Thursday, August 25, 2005

Condi Courts Armageddon

The Bush Administration is unwavering in its determination to fight Islamic fundamentalists and root them out wherever they can be found. The Bush Administration is also a tireless champion of democracy, even to the extent of damaging its own interests in the GWOT, as in the U.S.'s recent ouster from Uzbekistan.

Both, however, have one towering exception: Israel.

“It cannot be Gaza only,” Secretary of State Condoleezza Rice told the New York Times last week, meaning that the Gaza disengagement will “have” to be just the first of further withdrawals.
That has to be the "tell me I didn't just read that!" moment of 2005 (and that's saying something). That comment can only be said to have, in the classic vernacular, fallen out of Condi's mouth "like a brick."

What’s wrong with Rice’s statement? To answer that question, imagine a U.S. leader announcing: “Britain will have to deal more effectively with domestic terrorism.” Or: “France will have to contribute troops to the war effort in Iraq.” Those are both things America would want; but in the normal practice, democracies respect—at least publicly—each other’s autonomy and don’t dictate policies to each other....

The difference between Israel and other U.S. democratic allies like Britain or Japan is that Israel is much smaller, more starkly dependent on America, and has nowhere else to turn in its geopolitical isolation.

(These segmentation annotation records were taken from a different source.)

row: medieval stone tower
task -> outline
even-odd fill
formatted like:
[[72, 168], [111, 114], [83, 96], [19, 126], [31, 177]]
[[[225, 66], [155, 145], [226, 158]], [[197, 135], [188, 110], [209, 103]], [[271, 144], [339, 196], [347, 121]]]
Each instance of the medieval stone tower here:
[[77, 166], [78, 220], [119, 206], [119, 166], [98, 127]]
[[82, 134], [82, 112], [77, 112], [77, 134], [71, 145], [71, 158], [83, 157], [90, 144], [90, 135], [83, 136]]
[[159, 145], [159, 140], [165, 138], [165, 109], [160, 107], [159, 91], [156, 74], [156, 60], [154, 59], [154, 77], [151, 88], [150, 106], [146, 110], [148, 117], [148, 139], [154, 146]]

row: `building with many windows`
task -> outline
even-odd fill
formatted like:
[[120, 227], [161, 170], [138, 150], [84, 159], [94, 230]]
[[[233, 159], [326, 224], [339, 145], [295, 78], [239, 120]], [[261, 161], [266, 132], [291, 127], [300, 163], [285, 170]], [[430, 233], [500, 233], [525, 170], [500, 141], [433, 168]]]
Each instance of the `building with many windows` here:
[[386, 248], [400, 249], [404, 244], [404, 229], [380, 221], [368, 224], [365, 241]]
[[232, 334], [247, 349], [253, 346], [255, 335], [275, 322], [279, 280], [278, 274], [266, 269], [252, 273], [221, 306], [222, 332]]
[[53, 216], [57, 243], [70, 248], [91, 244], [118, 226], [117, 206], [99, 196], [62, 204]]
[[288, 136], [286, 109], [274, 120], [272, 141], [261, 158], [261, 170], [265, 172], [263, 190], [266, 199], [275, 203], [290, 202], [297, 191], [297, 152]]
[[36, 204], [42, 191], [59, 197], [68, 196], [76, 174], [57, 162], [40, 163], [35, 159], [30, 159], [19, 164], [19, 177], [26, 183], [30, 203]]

In the real world, one can’t expect incomparably more powerful America to be concerned about niceties like Israeli democracy and autonomy when larger matters are at stake.

That has, indeed, been the approach—just in the more recent history, from Bush père/Baker’s “invitation” to a reluctant Yitzhak Shamir to attend the Madrid Conference, which got the ball rolling for Oslo, to Clinton’s sending U.S. spin doctors to help Ehud Barak win the 1999 Israeli election, to Bush fils’ crafting of the "Road Map" and foisting it on a less than enthused Ariel Sharon.

Sounds like a consistent, and bipartisan, level of perfidious hypocrisy that would spark massive protests, if the victim of this dishonorable two-facedness wasn't the world's most hated ethnic group.

And yet Israel has gone along - to the following disastrous results:

If we descend, then, from the lofty plane of principle, the only other thing that could—seemingly—induce some humility is the record of the Israeli accommodationist policy over the past dozen years. It hasn’t, after all, been a bang-up success. To say it has: sunk Israel into death, mayhem, and continuous warfare and the Palestinians into poverty, dictatorship, and genocidal depravity; created the paradigm of the suicide bomber that now plagues the whole world; turned the Holy Land into a safe base of operations for the PLO, Hamas, Islamic Jihad, Hizbullah, and (most recently) Al Qaeda; induced Israel into an ignominious “disengagement” and total destruction of settlements after four straight years of shelling to which it found no military answer—is only to get started.

Personally, I had thought this "peace process" BS dead and buried after the aforementioned Ehud Barak offered Yassir Arafat all of Gaza and 95% of the West Bank, including East Jerusalem for the Pal capital, back in September of 2000, and Arafat rejected it in favor of Intifada II. This was the final straw that brought Ariel Sharon to power, which had heretofore seemed inconceivable, and with the election of George W. Bush here, and the 9/11 attacks, the notion of a return to the undisputably discredited Oslo appeasement template appeared a non-starter. There was simply no way that Dubya would look upon the Jewish state as anything but a stalwart ally - and long-time forerunner - in both the GWOT and the democratization of the Middle East.

Guess the joke's on me. Only it's the Israelis who'll suffer the punchline (as noted by Evelyn Gordon in an important Jerusalem Post op-ed):

* cede full control of the Gaza-Egyptian border* create a “safe passage” (read: weapons conduit) between Gaza and the West Bank

* end its security inspections of goods passing between Gaza and Israel

* increase the number of Gazans (including potential terrorists) allowed to work in
Israel

* allow the Palestinian Authority to acquire large quantities of additional arms


It's no wonder that eventually the Jews will be driven to the point of having to rely upon an outside Western security guarantee - once withdrawn to the pre-1967 borders, with an armed jihadi camp on both sides of a geographical "waist" only ten miles wide, the IDF will be unable to defend what's left of its country, and its Muslim enemies will be unable to restrain themselves for going in for the kill.

Mark my words: this "peace" process is the road to Armageddon. And when that shooting starts, Jews will be far from the only people to perish.